For Van Ness, the spotlight is usually a place to shine. At points in the book, his starry-eyed focus and liberation-as-platform (through fame) risks alienating some of the youth most in need of his encouragement and example. Not every queer person coming of age wants center stage, whether as looked-to leaders locally or with the star power to sell out shows. They still need to see themselves, in a story of possibilities. What might a Gorgeously Queer Life look like for them? From everywhere he’s been, Van Ness probably has some answers.

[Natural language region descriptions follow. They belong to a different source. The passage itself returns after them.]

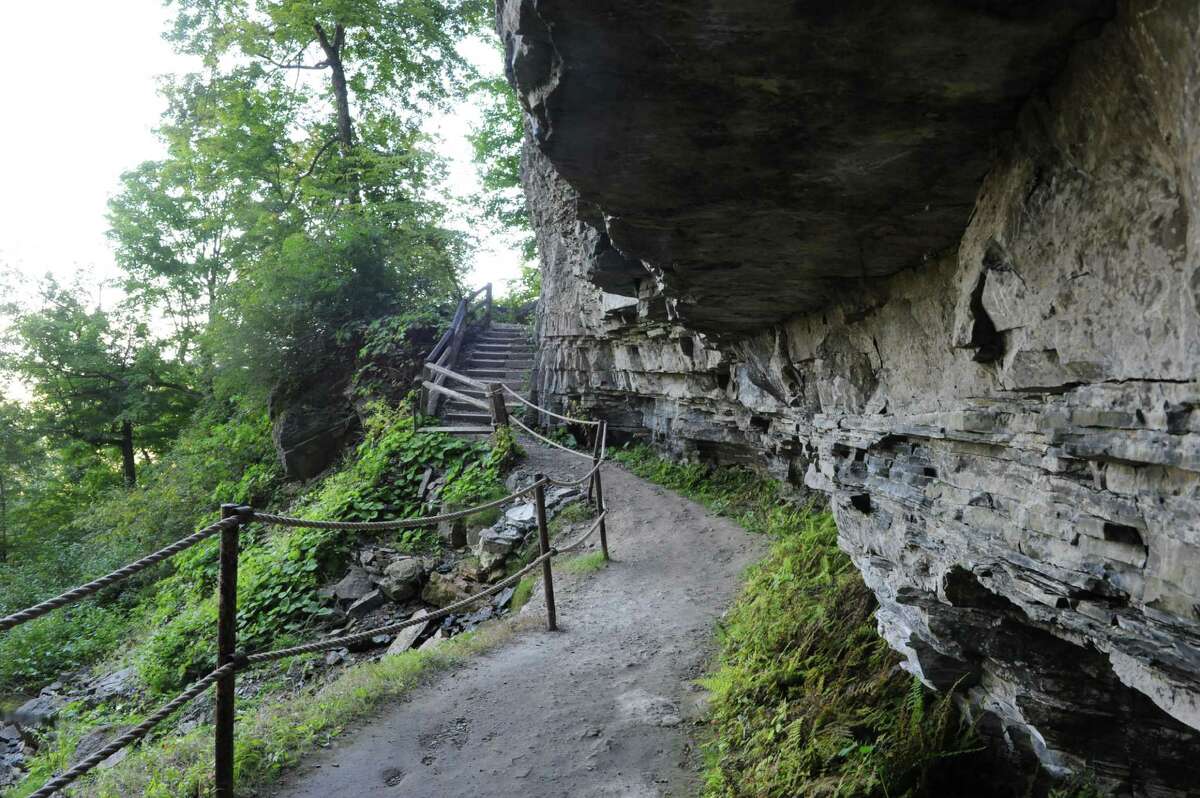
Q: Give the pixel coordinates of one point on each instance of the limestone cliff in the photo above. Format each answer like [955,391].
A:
[936,261]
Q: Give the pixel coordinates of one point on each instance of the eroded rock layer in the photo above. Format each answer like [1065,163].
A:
[1002,403]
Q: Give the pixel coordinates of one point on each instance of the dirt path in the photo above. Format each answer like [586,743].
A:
[603,707]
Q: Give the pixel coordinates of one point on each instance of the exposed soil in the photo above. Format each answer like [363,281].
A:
[606,706]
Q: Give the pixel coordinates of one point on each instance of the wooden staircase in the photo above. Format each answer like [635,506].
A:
[502,353]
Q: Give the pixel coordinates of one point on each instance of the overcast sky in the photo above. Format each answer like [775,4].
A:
[82,114]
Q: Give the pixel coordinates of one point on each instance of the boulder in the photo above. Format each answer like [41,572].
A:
[40,712]
[118,684]
[433,642]
[496,544]
[442,591]
[408,635]
[454,533]
[366,605]
[355,585]
[402,579]
[522,516]
[311,425]
[97,739]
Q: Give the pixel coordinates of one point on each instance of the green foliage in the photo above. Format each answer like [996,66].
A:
[280,731]
[225,455]
[40,649]
[497,142]
[808,700]
[281,573]
[522,593]
[100,377]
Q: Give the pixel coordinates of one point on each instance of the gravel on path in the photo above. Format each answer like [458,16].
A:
[606,706]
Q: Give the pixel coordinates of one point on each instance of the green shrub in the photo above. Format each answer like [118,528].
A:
[808,700]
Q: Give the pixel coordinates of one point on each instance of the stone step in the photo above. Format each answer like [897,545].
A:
[463,417]
[502,375]
[465,430]
[503,347]
[498,363]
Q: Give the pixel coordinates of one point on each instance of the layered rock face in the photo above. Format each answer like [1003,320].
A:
[939,262]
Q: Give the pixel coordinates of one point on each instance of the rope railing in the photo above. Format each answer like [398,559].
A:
[232,661]
[545,412]
[391,629]
[120,575]
[387,526]
[551,443]
[133,735]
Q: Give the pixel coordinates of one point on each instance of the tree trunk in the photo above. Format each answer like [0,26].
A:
[4,520]
[127,461]
[341,94]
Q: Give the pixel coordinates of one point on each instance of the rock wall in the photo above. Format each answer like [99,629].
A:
[1008,427]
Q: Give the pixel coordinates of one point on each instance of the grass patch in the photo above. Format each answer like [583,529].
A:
[277,732]
[585,563]
[807,699]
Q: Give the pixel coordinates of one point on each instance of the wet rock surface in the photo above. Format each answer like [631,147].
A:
[1008,430]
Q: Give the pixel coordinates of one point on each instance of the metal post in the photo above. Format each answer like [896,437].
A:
[227,643]
[496,400]
[547,576]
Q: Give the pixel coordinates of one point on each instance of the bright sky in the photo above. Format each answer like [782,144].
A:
[79,118]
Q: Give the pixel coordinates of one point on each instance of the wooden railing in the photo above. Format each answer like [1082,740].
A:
[445,353]
[231,660]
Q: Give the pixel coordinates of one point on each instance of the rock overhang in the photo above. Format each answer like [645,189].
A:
[761,160]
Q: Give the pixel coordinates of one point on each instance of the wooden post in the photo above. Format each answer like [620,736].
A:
[547,576]
[496,401]
[595,456]
[601,431]
[227,645]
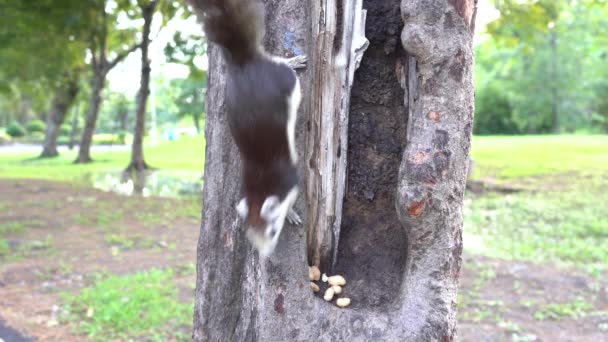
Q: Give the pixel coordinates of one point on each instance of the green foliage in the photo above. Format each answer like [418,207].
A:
[15,130]
[185,154]
[4,138]
[36,126]
[513,157]
[64,130]
[573,310]
[559,212]
[546,66]
[4,248]
[494,113]
[139,306]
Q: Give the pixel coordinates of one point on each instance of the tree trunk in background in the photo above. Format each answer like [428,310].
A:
[84,151]
[75,119]
[389,217]
[197,123]
[137,148]
[65,96]
[554,82]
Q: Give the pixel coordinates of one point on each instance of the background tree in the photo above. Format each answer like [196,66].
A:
[541,61]
[190,96]
[166,9]
[190,99]
[108,45]
[405,125]
[58,57]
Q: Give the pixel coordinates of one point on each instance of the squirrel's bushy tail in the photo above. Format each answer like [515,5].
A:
[236,25]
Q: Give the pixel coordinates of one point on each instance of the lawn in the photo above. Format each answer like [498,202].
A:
[507,157]
[558,214]
[534,244]
[185,154]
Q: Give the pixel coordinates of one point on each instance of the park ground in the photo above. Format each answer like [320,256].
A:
[77,263]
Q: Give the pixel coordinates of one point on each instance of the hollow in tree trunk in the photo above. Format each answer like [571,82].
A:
[137,162]
[384,178]
[64,97]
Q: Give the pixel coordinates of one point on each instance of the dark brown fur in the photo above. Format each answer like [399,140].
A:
[256,99]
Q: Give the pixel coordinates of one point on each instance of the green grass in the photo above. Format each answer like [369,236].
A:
[562,215]
[573,310]
[185,154]
[4,247]
[521,156]
[551,226]
[141,306]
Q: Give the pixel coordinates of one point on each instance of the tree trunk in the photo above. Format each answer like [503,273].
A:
[84,152]
[75,120]
[554,83]
[65,96]
[197,122]
[137,148]
[384,177]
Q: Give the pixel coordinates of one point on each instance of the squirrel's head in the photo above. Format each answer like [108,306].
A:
[264,221]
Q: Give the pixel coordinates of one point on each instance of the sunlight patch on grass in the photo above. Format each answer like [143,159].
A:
[141,306]
[509,157]
[555,226]
[185,154]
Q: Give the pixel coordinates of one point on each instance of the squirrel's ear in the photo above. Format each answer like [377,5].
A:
[269,206]
[242,209]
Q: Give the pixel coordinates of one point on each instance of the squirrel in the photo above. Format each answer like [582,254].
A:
[262,100]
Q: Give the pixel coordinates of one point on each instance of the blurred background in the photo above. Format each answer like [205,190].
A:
[90,249]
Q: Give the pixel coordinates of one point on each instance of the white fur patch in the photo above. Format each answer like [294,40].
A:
[266,243]
[242,208]
[293,103]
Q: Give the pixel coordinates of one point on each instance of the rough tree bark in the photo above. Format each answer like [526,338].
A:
[62,101]
[137,162]
[389,217]
[74,128]
[101,66]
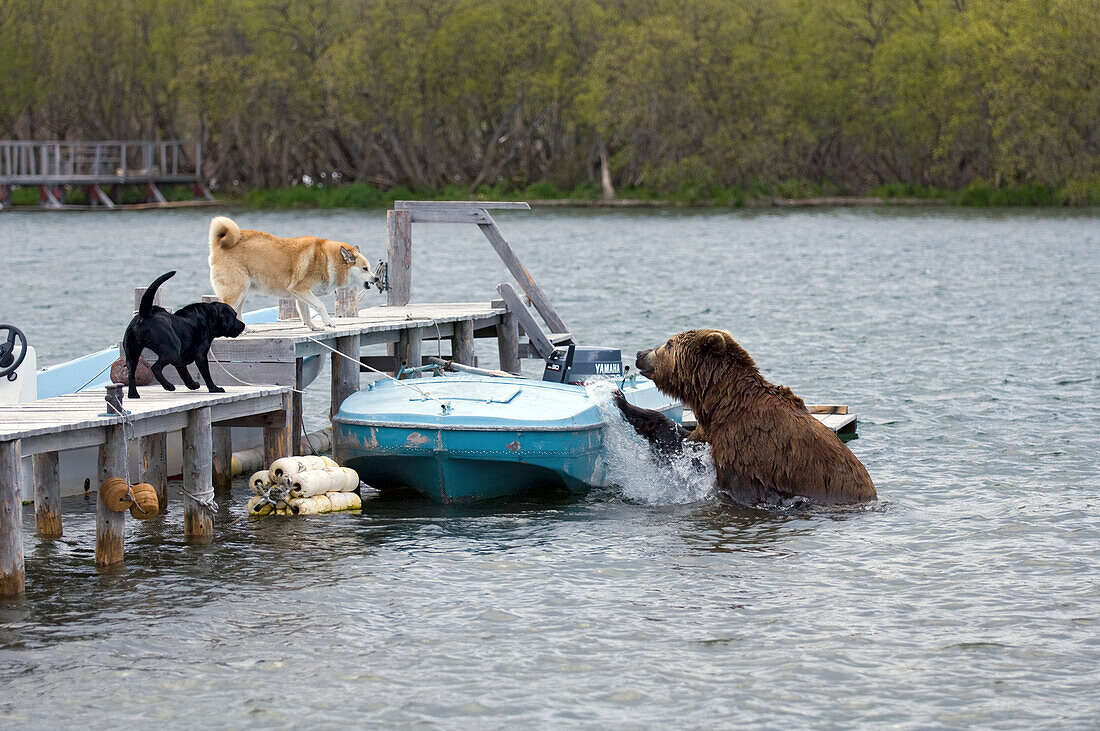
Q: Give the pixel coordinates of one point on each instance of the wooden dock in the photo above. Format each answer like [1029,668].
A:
[99,168]
[46,427]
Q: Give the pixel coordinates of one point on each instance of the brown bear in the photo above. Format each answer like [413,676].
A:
[766,445]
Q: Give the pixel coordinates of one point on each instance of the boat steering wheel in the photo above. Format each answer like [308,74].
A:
[8,362]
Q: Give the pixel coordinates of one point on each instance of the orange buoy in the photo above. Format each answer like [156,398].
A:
[145,505]
[116,495]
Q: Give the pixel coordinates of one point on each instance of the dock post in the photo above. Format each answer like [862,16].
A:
[347,302]
[222,453]
[198,455]
[462,342]
[408,351]
[47,495]
[12,576]
[277,434]
[222,445]
[154,466]
[399,257]
[344,370]
[110,525]
[296,406]
[507,343]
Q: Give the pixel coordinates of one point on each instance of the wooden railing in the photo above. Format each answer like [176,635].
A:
[99,163]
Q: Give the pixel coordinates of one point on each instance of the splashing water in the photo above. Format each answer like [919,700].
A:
[630,466]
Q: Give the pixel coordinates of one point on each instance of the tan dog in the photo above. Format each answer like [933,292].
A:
[243,261]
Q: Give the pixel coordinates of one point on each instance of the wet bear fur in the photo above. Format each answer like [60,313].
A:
[766,445]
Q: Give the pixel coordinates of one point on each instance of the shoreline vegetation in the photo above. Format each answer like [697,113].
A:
[796,195]
[690,102]
[1076,194]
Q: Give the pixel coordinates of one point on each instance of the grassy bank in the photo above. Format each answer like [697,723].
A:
[1075,192]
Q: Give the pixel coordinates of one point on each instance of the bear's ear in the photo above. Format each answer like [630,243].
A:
[715,341]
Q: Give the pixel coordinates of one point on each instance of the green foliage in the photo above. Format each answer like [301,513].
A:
[695,101]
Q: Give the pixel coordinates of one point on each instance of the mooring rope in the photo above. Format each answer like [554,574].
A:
[382,373]
[244,383]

There’s a lot to love about Van Ness’ story and Love That Story, especially in places where the warmth of its author’s personality shines through. His seemingly boundless curiosity and free-flowing discussion (on virtually any topic) can make for an unfocused book, even as they contribute to an interesting person and a lively TV persona.
That same energy is apt to make for a good live show, and only heightens my enthusiasm to see what he brings to the Paramount Theatre this Friday. Billed as a comedy tour featuring gymnastics, the show sounds a little all over the place — which, like Van Ness, is an energy that’s hard to capture in the confines of a book.
Love That Story is available at booksellers ($28); see info here.
Jonathan Van Ness: Imaginary Living Room Olympian performs this Friday (12/9) only, at the Paramount Theatre in Downtown Seattle. Tickets are $63+, here. Accessibility notes: main restrooms downstairs and upstairs are gendered and multi-stall, with gender-neutral, single-stall restrooms on the main floor. Theatre’s main level and some common areas are wheelchair accessible.
And looking ahead: Margaret Cho in 2023. Van Ness cites Cho as his early comic icon (great choice!). Seattle Theatre Group just announced that Cho will visit Seattle next June, performing at the Neptune Theatre (paradoxically, for someone of her renown, a venue much smaller than the Paramount). For Van Ness fans, making it a point to see Cho on tour should be a given.
Chase D. Anderson is Editor & Producer of NWTheatre.org.